DEFICIENCIES A deficiency is an instance of noncompliance with licensing requirements, including applicable statutes, regulations, interim licensing standards, operating standards, and written directives. Applicants/ licensees must be notified in writing of all licensing deficiencies. Deficiencies are listed on the left side of this form, and the applicable licensing requirement upon which the deficiency is identified. There are two types of deficiencies:
  • Type A deficiencies are violations of licensing requirements that, if not corrected, have a direct and immediate risk to the health, safety, or personal rights of persons in care.
  • Type B deficiencies are violations of licensing requirements that, without correction, could become a risk to the health, safety, or personal rights of persons in care, a recordkeeping violation that could impact the care of said persons and/or protection of their resources, or a violation that could impact those services required to meet the needs of persons in care.

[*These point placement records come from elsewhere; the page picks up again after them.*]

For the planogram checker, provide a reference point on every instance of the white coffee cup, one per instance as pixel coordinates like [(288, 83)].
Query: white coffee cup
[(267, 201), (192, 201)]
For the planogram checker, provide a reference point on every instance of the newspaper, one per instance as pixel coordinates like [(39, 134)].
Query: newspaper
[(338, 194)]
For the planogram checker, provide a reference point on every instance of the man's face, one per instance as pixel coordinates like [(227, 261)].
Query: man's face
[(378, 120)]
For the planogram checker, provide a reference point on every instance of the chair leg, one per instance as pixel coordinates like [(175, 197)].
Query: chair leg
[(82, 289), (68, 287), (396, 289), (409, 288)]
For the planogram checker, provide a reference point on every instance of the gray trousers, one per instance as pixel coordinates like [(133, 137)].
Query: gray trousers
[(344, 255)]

PLANS OF CORRECTION (POCs) The licensing agency is required to establish a reasonable length of time to correct a deficiency. In order to set the time, the licensing agency must take into consideration the seriousness of the violation, the number of persons in care involved, and the availability of equipment and personnel necessary to correct the violation. Applicants/licensees are requested to provide a specific plan for each violation on the right side of the form across from each deficiency. The more specific the plan, the less chance exists for any misunderstanding in setting time limits and reviewing corrections. The applicant/licensee who encounters problems beyond their control in completing the corrections within the specified time frame may request and may be granted an extension of the correction due date by the licensing agency.

CORRECTION NOTIFICATION The applicant/licensee is responsible for completing all corrections and promptly notifying the licensing agency of corrections. Applicants/licensees are advised to keep a dated copy of any correspondence sent to the licensing agency concerning corrections, or if corrections are telephoned to the licensing agency, the date, person contacted, and information given.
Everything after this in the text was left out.